12.12.2024
« Les cinq continents auront les yeux rivés sur Rio »
Presse
5 août 2016
Oui, parce que près d’un milliard de personnes vont regarder la télé lors de la cérémonie d’ouverture. Et tout au long des deux semaines, le monde entier sur les cinq continents, aura les yeux rivés sur les Jeux. C’est une compétition qui a l’immense avantage, contrairement à la Coupe du Monde de football, de faire participer toutes les nations qui possèdent donc toutes une délégation, fussent-elles minimes. Le football est sans doute le sport universel mais les JO permettent de concerner tous les spectateurs par la multiplicité des spectacles. Ainsi, on peut être intéressé par une discipline même si on n’est pas représenté.
Le Brésil était-il un bon choix ?
On peut se poser la question étant donné la crise économique qui frappe aujourd’hui le pays. Crise qui a débouché sur une crise sociale, qui elle-même, a entraîné une crise politique. Mais en 2009, le contexte était tout autre : le Brésil était un pays sur la pente ascendante. D’ailleurs, la candidature de Rio portée par Lula avait devancé celle de la ville de Chicago, défendue par un certain Barack Obama au zénith de sa popularité.
Les Jeux sont-ils une bonne opportunité pour redorer le blason du Brésil, terni ces derniers temps ?
Oui, ces difficultés sont passagères. Le Brésil est un grand pays qui va rapidement repartir de l’avant. Grâce à cette exposition médiatique maximale, il va faire oublier les déboires qu’il a connus ces derniers temps.

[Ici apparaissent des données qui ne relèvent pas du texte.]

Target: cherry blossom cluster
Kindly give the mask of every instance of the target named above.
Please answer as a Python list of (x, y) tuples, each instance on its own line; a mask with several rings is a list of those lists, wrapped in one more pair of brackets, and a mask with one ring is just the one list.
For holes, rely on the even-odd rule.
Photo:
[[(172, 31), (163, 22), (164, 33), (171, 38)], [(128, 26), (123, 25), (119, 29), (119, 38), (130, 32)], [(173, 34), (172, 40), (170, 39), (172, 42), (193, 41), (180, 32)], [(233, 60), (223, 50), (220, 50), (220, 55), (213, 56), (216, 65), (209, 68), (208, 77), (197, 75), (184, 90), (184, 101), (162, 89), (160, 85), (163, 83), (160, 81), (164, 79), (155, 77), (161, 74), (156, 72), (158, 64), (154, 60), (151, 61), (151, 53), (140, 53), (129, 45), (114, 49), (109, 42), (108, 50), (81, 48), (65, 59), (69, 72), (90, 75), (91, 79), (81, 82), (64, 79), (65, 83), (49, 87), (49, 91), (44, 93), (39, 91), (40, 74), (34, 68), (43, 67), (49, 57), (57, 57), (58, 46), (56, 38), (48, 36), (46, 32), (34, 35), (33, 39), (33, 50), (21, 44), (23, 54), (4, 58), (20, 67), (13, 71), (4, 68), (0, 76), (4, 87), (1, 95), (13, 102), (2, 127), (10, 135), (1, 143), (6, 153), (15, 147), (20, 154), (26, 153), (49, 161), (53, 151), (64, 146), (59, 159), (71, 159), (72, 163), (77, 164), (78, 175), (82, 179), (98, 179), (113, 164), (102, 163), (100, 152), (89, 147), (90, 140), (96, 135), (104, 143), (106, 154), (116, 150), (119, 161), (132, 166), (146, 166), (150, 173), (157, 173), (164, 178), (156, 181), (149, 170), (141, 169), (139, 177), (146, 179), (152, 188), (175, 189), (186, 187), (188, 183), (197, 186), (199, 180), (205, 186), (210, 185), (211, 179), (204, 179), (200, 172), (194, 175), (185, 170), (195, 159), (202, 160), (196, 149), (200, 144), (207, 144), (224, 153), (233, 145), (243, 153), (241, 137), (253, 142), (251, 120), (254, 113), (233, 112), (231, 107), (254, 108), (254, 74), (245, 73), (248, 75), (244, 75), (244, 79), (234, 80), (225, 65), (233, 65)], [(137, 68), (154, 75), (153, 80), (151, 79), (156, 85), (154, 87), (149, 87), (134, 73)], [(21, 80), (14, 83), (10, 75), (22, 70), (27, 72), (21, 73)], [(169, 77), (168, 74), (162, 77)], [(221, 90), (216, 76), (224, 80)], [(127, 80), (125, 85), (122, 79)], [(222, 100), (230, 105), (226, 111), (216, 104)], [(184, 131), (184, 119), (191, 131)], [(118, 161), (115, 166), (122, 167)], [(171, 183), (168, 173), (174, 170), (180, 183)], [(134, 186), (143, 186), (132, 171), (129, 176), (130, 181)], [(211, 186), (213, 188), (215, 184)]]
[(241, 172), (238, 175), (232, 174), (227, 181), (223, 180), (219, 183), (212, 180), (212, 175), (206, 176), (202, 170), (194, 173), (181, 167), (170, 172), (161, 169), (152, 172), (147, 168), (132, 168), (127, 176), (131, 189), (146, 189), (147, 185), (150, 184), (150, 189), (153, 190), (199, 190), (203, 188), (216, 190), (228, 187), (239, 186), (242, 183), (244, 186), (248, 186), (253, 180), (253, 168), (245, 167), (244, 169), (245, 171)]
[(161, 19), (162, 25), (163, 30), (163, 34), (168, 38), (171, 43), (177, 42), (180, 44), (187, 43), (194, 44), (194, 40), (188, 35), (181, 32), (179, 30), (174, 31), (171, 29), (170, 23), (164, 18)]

Tout comme Athènes (2004), les travaux démesurés ne vont-ils pas contribuer à nuire à sa santé économique ?
À mon sens non, car il s’agit d’ouvrages qui vont demeurer. Les JO ont été l’occasion d’effectuer une grande rénovation urbaine à Rio. Ainsi, la ville a doublé le nombre de ses chambres d’hôtels et modernisé ses transports en commun. Elle s’est par ailleurs réappropriée le front de mer et a piétonnisé certaines zones. Des changements qui vont améliorer durablement la qualité de vie de la cité.
Quels sont les enjeux politiques sous-jacents à la compétition sportive ?
Pour le Brésil, il s’agit de démontrer sa capacité d’hôte sportif mais aussi du monde. Quant à la Russie de Vladimir Poutine, l’olympiade est synonyme de revers. Mais en obtenant le droit de participer de la part du CIO, la Russie a évité l’humiliation suprême, celle d’être le troisième pays exclu totalement des JO après l’Afrique du Sud de l’apartheid et l’Afghanistan en 2000 à la suite de la prise du pouvoir par les talibans qui interdisaient la pratique du sport aux femmes.
Pour la France, l’enjeu est tout autre. Il s’agira de faire du lobbying en faveur de la candidature de la ville de Paris en vue de l’organisation de l’édition 2024. C’est d’ailleurs le dessein du président François Hollande en se rendant sur place. Il est à noter aussi que la défense de ce dossier est assurée par le tandem composé d’Anne Hidalgo (ndlr : maire de Paris) et de Valérie Précresse (ndlr : présidente de la région Île de France) pourtant de bord politique opposé. Signe de l’importance que revêt cette candidature.
La sécurité sera également l’un des enjeux centraux de l’organisation…
En effet, mais cela n’est pas nouveau : c’était déjà le cas à Londres (2012) et ce sera encore le cas à Tokyo (2020). Depuis 2001, il n’y a pas d’événement sportif d’envergure qui ne soit pas placé sous le signe de la sécurité et du terrorisme. D’ailleurs depuis cette date, la sécurité est le principal poste budgétaire de ces organisations. Même si le Brésil entretient un rapport différent de l’Occident avec le Moyen-Orient, il n’en reste pas moins que le dispositif sera conséquent à la mesure de la menace. Les terroristes ont bien compris que tous les regards convergeaient vers Rio, et qu’un acte commis sur une telle scène aurait un retentissement d’autant plus important.